Ogni cosa avrebbe seguito il suo flusso, sarebbe semplicemente scorsa in un moto perpetuo.
Jimin l'aveva avvertita: ad ogni ritorno sarebbe stata sempre più una straniera nella sua vecchia vita, sempre un po' più legata a Seoul e meno a Daegu.
E se invece fosse rimasta nel mezzo?
Se non sarebbe riuscita ad appartenere più a nessuno di quei due mondi?

Appoggiò la testa al finestrino accanto a lei, chiuse gli occhi e lasciò che quelle ore scorressero veloci come le domande che continuavano a farsi spazio nella sua mente, non permettendole di riposare.

«All'ospedale, per favore», disse all'autista del taxi che era riuscita a fermare appena uscita dalla stazione di Daegu.

Si era fatta ormai sera e le strade della sua città erano avvolte da una fitta nebbia, tipica dei mesi invernali.
L'umidità le era entrata nelle ossa ed ebbe un moto di sollievo non appena si sistemò sul sedile posteriore, sperimentando il tepore dell'auto.
Il tassista partì senza aggiungere una parola e restò in silenzio per tutto il resto del tragitto.

"Sono a Daegu. Sto arrivando", digitò in un messaggio da inviare a Chaeyoung.

Non aveva neppure avvisato sua mamma del suo arrivo.

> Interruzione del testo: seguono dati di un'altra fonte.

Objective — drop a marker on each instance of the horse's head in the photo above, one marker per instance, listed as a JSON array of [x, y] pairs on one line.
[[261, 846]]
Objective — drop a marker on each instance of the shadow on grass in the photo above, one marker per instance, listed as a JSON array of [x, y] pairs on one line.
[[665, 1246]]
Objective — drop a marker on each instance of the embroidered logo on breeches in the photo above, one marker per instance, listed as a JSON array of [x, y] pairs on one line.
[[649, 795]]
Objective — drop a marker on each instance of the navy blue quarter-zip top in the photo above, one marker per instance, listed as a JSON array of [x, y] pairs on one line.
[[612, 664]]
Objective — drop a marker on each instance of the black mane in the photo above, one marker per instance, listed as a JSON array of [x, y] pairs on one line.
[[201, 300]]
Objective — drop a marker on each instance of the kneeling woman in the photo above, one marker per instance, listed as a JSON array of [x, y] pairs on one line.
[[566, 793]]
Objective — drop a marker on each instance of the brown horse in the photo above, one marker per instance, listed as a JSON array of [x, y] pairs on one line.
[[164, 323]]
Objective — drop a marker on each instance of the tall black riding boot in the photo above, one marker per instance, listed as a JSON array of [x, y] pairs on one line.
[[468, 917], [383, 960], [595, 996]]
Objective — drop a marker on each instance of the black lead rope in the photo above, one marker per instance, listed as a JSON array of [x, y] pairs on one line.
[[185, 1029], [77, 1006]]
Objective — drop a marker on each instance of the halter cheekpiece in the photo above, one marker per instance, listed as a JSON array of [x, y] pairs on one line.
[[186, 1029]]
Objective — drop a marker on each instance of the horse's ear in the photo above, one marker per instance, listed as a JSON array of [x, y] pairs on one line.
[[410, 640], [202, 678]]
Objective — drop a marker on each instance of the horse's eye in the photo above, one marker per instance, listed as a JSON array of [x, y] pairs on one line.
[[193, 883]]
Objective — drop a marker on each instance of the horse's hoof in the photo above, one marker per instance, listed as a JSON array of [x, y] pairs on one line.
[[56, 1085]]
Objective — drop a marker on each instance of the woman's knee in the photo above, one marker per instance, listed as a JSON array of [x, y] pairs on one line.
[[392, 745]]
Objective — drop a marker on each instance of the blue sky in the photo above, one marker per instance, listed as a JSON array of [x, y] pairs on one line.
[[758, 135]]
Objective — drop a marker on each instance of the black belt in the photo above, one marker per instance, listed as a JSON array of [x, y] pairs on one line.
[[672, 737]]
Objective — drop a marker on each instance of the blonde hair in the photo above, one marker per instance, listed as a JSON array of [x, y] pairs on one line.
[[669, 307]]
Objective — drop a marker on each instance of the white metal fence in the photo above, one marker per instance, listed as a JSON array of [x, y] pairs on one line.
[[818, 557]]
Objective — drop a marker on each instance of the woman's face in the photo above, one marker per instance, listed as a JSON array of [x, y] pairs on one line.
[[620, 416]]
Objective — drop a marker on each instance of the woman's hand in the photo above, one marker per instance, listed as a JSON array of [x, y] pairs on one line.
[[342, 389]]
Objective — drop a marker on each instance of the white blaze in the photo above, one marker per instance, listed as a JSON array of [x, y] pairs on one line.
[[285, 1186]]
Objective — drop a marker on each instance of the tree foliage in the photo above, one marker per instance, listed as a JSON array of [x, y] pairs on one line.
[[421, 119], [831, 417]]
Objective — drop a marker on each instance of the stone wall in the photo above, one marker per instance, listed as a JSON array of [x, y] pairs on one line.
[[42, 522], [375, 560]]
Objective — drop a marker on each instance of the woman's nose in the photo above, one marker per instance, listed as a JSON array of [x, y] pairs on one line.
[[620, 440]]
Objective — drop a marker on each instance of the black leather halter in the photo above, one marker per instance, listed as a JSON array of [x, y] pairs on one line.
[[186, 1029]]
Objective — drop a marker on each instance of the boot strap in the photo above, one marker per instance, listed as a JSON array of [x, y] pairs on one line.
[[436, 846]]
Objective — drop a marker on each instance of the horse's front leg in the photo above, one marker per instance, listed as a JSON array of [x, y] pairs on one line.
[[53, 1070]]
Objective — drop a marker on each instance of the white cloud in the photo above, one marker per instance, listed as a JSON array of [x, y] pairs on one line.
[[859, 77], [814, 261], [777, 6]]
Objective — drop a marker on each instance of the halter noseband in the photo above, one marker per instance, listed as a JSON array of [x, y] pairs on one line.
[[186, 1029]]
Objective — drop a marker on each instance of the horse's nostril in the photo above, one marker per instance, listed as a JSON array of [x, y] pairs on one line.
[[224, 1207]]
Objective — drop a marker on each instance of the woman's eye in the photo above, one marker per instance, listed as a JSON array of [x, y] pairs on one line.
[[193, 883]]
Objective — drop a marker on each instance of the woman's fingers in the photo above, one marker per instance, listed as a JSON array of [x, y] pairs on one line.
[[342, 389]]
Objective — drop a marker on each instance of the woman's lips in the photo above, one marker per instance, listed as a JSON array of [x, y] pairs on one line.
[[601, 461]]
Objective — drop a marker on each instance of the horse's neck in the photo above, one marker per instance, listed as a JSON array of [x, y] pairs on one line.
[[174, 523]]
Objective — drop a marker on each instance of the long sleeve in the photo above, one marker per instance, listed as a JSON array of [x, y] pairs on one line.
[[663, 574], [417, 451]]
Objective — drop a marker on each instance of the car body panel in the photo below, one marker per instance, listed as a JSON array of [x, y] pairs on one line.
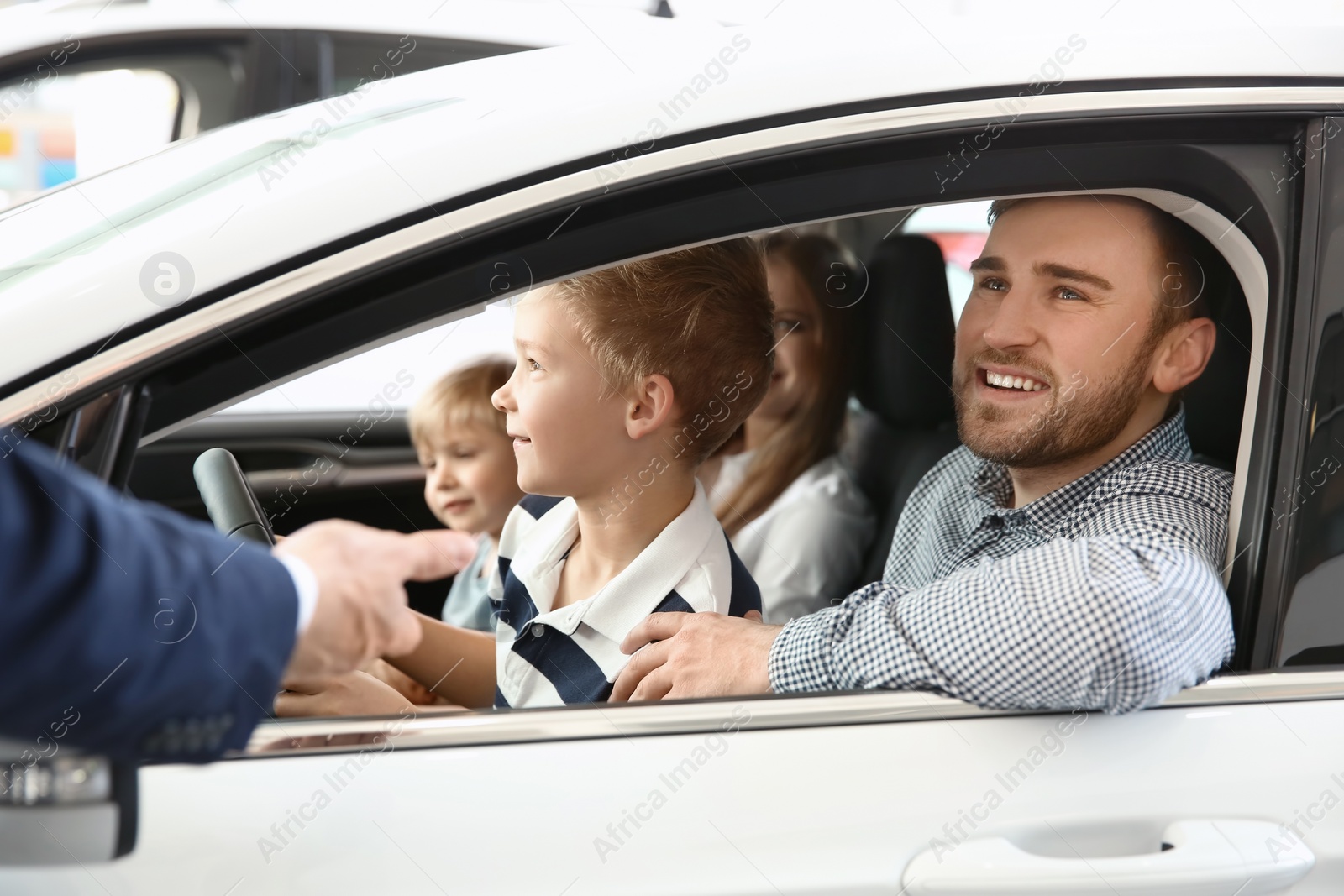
[[816, 810]]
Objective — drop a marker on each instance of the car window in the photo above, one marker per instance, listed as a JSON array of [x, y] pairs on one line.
[[960, 230], [1310, 506], [420, 359], [373, 58], [77, 125]]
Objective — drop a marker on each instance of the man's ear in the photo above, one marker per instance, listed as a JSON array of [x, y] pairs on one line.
[[651, 406], [1187, 351]]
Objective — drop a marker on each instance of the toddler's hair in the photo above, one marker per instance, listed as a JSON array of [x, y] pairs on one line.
[[460, 398]]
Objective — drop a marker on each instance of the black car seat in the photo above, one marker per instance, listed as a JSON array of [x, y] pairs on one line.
[[904, 349]]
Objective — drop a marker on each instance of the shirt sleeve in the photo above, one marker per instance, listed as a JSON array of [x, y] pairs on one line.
[[1110, 624], [306, 584]]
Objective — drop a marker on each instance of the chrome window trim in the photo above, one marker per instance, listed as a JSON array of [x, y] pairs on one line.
[[107, 365], [306, 736]]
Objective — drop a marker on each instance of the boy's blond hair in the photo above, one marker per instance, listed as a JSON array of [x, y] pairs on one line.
[[702, 317], [460, 398]]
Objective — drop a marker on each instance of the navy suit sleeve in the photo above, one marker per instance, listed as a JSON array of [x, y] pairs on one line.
[[128, 629]]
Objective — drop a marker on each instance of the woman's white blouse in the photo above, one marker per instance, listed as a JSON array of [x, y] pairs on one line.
[[808, 547]]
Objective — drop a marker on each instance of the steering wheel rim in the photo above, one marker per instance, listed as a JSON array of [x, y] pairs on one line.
[[232, 504]]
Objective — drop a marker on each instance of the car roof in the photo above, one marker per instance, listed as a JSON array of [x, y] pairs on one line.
[[249, 195], [523, 23]]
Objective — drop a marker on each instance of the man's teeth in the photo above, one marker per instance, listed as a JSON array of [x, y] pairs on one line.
[[1003, 380]]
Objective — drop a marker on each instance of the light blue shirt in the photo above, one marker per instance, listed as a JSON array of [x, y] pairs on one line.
[[468, 605]]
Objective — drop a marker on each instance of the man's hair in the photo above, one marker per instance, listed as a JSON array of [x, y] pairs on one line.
[[1194, 275], [459, 399], [701, 316]]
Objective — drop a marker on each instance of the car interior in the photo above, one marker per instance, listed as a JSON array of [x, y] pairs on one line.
[[902, 418]]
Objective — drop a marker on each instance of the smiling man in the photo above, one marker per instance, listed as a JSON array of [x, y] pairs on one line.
[[1068, 553]]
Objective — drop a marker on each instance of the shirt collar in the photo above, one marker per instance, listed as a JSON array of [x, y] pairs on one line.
[[992, 484], [633, 594]]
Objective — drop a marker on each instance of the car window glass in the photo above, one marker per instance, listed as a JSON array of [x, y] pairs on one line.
[[960, 230], [420, 359], [82, 123]]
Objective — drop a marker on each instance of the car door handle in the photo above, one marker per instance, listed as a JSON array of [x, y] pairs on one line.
[[1200, 856]]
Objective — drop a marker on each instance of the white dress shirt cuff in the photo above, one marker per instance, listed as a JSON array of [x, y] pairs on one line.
[[306, 584]]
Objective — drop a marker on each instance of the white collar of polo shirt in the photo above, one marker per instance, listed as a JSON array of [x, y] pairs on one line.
[[632, 595]]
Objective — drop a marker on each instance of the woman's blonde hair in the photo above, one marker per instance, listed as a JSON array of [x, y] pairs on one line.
[[813, 432], [460, 398]]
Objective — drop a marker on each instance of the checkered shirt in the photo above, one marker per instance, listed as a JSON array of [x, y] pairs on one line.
[[1104, 594]]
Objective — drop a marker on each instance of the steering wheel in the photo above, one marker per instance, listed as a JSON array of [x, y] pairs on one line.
[[230, 501]]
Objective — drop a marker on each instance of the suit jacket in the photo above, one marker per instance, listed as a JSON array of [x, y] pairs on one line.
[[128, 629]]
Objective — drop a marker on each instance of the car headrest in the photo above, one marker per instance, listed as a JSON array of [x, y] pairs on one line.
[[906, 338], [1214, 402]]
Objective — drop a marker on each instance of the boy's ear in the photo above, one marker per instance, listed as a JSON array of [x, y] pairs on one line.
[[651, 406]]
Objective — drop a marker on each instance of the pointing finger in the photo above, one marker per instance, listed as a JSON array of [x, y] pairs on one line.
[[660, 626], [436, 553], [636, 669]]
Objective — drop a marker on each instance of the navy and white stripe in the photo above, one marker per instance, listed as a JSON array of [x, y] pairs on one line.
[[1104, 594], [548, 658]]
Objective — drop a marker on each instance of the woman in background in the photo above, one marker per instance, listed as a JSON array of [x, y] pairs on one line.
[[790, 510]]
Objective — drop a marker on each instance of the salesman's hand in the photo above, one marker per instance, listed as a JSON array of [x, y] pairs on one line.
[[355, 694], [360, 590], [696, 654]]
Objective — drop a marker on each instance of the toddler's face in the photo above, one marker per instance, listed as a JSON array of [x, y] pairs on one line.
[[470, 477], [568, 441]]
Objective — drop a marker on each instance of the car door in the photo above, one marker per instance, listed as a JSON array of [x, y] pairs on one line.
[[1226, 788]]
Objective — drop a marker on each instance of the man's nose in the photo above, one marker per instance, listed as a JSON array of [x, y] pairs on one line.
[[1011, 325]]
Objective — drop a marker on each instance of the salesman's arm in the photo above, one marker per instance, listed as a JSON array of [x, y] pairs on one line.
[[165, 640]]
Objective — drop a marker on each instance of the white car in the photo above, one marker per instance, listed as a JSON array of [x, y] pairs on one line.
[[139, 304], [89, 86]]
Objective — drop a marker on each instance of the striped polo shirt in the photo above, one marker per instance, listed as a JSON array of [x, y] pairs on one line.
[[549, 658]]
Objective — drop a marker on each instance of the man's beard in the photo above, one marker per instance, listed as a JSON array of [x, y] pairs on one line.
[[1079, 417]]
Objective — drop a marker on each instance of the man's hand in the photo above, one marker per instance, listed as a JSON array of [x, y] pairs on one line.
[[355, 694], [360, 574], [696, 654]]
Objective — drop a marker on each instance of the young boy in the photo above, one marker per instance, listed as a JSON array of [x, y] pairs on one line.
[[627, 379], [470, 476]]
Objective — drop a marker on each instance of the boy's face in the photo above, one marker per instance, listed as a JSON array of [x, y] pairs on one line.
[[470, 477], [568, 441]]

Le avrebbe fatto una sorpresa quella notte stessa o il mattino seguente.
Cominciò a frugare nella borsetta per cercare le chiavi dell'appartamento che aveva condiviso con la madre prima di andare a vivere da sola.

"Merda! Non ho le chiavi! Le ho lasciate a Seoul! Fantastico, passerò la notte in ospedale", pensò, sospirando rassegnata.

Pochi minuti dopo il Daegu Hospital si stagliava di fronte ai suoi occhi.
Pagò l'autista che con una sorta di grugnito la ringraziò, prima di ripartire una volta scesa dall'auto.
Jisoo si mise subito a correre verso l'ingresso, sperando di ricordare ancora dove fosse il reparto di ostetricia e ginecologia.
Era dalla nascita di JooWon che non rimetteva piede lì.
Arrivò di fronte al reparto trafelata e con i capelli al vento e si diresse verso la sala d'attesa.
Lì venne immediatamente accolta da una serie di occhi che si voltarono verso di lei: Lisa, Chae, i genitori di Jennie e quelli di Kai, tutti segnati dalla stessa apprensione.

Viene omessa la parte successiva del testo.